Alan Gay’s aim is to tell the story from the point of view of the fishermen who were on the seas that day, as most of the historical accounts come, understandably, from family and community members who remained on land. Gay is well qualified to attempt this, as he is an experienced yachtsman who has seen many storms in his life, and currently lectures in meteorology and navigation.

The chapbook contains 16 poems, interspersed by useful prose background, source material that may be genuine or invented (either way, it seemed authentic), and an occasional illustration. The poetry is direct, spare, unsentimental, and succeeds in conveying the tragedy without becoming maudlin. I found a couple of the poems, Recipe and Islands in the Sky artificial – imposing a ingredient-metaphor and a too self-conscious dream onto a reality that didn’t require such artifice – but the other fourteen poems had a real vigour about them that hooked me in and kept me there.

Gale Warning has the fishing boats setting out to sea. The boats were full of experienced seamen, used to storms, but not with the sudden intensity and violence of the storm to come. The gulls circling the boats seemed to know:

shadows criss-crossing the deck
urgent, as if to warn us
to heed the signs:

the heel of a hand on the horizon
fingers reaching out
to crush the sun.

The poems describing the storm and the fishermen’s reactions to it were well researched and described as only someone who has seen a storm or two could manage. At times, I would have liked a little more lyricism alongside the narrative, but there is certainly a compelling surge, a direct power about the descriptions, so that you can almost feel you’re on the boat, seeing things through the fishermen’s eyes.

In The Hurkurs, the boat slows in a trough and is then lifted onto the crest of a wave. This, Alan Gay explains in a note, is the most dangerous moment for a boat, when the loss of momentum leaves it most defenceless against the wind.

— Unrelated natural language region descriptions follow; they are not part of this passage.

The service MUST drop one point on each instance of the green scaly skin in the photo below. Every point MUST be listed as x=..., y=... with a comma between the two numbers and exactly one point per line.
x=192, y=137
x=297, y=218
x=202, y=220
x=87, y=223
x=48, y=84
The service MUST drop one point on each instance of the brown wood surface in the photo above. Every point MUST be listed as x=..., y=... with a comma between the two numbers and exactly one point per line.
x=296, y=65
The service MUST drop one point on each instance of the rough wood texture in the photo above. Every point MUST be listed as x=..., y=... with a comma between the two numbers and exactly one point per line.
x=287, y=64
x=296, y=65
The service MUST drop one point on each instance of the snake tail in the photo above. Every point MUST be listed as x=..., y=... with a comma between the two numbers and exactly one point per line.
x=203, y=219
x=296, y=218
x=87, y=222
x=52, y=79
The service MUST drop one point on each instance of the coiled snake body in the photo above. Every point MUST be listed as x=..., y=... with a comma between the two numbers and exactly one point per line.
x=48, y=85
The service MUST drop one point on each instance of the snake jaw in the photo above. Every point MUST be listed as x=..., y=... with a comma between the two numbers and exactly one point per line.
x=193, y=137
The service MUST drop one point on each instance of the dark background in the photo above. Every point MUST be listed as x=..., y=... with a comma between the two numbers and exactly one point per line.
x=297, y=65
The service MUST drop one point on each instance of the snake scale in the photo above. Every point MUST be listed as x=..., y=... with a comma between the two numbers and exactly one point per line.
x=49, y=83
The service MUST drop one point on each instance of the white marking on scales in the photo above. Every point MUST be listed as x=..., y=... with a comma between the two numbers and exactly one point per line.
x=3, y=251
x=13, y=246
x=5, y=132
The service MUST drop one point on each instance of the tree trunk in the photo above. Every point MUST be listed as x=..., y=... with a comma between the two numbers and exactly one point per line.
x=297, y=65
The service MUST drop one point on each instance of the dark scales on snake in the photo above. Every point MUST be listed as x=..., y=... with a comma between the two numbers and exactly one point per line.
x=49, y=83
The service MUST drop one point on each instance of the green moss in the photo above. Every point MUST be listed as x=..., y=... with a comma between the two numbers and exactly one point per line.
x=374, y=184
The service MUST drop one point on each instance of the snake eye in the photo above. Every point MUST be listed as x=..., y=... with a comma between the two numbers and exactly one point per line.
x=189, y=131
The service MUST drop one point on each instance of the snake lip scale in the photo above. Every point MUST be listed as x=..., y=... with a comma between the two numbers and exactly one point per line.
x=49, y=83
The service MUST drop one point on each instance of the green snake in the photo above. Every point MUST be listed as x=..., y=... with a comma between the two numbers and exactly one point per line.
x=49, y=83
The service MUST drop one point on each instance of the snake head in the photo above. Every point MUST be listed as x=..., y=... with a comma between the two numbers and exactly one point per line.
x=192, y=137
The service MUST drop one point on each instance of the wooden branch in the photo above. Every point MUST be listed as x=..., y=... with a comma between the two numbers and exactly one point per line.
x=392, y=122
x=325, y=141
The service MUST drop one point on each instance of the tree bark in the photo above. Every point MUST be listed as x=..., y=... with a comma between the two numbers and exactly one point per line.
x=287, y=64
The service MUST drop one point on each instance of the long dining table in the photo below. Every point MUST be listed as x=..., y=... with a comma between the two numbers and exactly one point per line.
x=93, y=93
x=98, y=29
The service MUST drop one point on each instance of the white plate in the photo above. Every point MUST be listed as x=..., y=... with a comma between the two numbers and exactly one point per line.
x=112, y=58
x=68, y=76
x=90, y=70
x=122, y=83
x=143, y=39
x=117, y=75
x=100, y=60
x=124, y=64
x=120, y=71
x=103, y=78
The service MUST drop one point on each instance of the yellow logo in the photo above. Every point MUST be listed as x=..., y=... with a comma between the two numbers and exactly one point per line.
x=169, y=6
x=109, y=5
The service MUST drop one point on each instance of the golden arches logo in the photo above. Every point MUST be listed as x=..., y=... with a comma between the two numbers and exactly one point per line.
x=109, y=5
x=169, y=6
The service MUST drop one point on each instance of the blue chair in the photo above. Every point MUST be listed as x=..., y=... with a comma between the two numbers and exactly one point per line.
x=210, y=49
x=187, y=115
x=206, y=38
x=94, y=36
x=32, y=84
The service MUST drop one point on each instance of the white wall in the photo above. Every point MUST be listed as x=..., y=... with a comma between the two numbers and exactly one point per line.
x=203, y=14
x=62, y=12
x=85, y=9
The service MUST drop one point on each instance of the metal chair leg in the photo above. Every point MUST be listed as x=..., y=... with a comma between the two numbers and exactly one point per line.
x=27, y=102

On the crest, they catch sight of rocks downwind, with land just beyond the rocks:

a picture we carry into the next trough
and know there’s no escape.
Better the sea’s rage
than the madness of land.

You can sense intimately the desperate plight of the men and the equally desperate decisions that had to be made. It was safer to stay at sea in the jaws of the storm than to risk heading for land, although some boats did make land. One was hurled by a wave over the rocks clean onto the sand and landed with every mast intact. Many were not so lucky.

If there is an epic quality to these poems, there is also a quiet sadness and, at times, even a mysterious quality. Hares on Twin Law Cairns begins with the curious:

In the dawn I see myself wade free of the sea

as if the narrator is watching himself from somewhere else. He climbs through the hills and recounts the intricate, familiar details of place names, smells, and natural life. He walks all day until he sees his father’s house reddening in dusk:

He is standing in the doorway
arm raised to shield his squint.
He knows I am coming.

But, as readers, we can’t help feeling that he will never come and that the father is still there squinting into the dusk. A very good poem.

The final poem, Lost at Sea, concerns a woman - her glance both to the future and to the past, which contains hope, grief, longing, all in one simple image:

She pauses to watch her cradled baby
reach for racing clouds

that now and then open
for shafts of sun to search the waves.

The Boy who Came Ashore was published in 2006 by Glasgow-based Dreadful Night Press and can be purchased online (credit card or PayPal) at the Scottish Pamphlet Poetry site for £5.50.

4 comments:

Matt Merritt said...

That sounds excellent, Rob. I'm ordering it now!

Rob said...

Hope you enjoy it, Matt.

Unknown said...

Seems very timely Rob, with the disasters at sea here with trawlers in the Irish Sea a week ago.

This pamphlet seems to catch the stormy qualities well, so this is going on my list to buy-at-end-of-month (when I get some of Christmas paid for).

Rob said...

Barbara, I think Alan Gay catches the atmosphere well. Now and again I had quibbles with odd words, phrases, and the occasional line, but the poems work very well together as a collection, and there are some very strong individual pieces.